Una visita in questo luogo suggestivo, immerso negli olivi e nella pace della natura, un tempo fulcro di un passato ricco e vitale, restituisce un momento strategico della storia salentina…
Questa grande cattedrale fra gli olivi non è da paragonare alle basiliche paleocristiane di altri luoghi d’Italia… questo pezzo di terra è un angolo dell’Impero Romano d’Oriente.
Post Scriptum
Segnalo agli archeologi e studiosi queste immagini che ho realizzato il 31 agosto 2020 nella campagna retrostante l’abbazia: a circa 60-70 metri dall’abside della chiesa, si trova un leggero rialzamento del terreno su cui emerge roccia affiorante…
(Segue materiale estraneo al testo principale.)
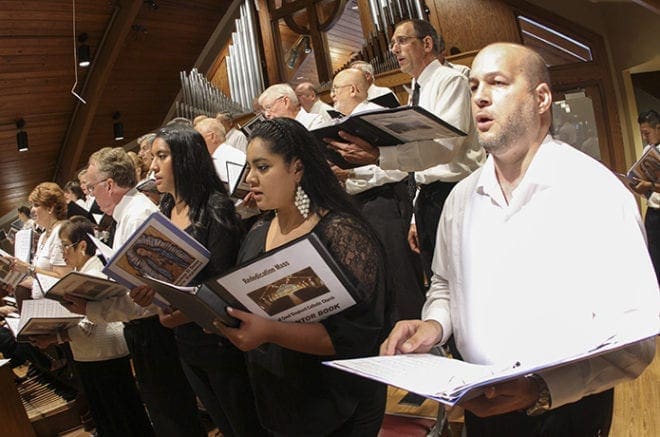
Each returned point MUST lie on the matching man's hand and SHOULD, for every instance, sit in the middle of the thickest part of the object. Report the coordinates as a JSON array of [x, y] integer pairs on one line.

…il sito è in parte recintato da questo muretto a secco, nell’immagine sopra si nota il fondale roccioso su cui è stato costruito.
La mia attenzione era stata attirata da quelle che sembrano alcune tombe medievali…
…alcune quasi completamente interrate…
…altre ancora a vista…
…ma poi ho notato quello che mi sembrava un complesso di canali scavati nella roccia…
…in realtà non sono canali, perché non conducono in nessun pozzo o cisterna: sembrano piuttosto lettere di alfabeto…
…come se si trattasse di un’iscrizione sulla terra…
Non conoscendo gli antichi alfabeti, non saprei distinguere se si tratta di greco antico o latino…
…ma credo che la questione possa avviare una dibattito: alcuni studiosi affermano si tratta di antichi impianti per la coltivazione della vite. Però un mio caro amico, produttore vitivinicolo, dice che è una pessima idea impiantare tralci sulla roccia viva: una così poca concentrazione di terra non gioverebbe alla produzione. Il dibattito è aperto.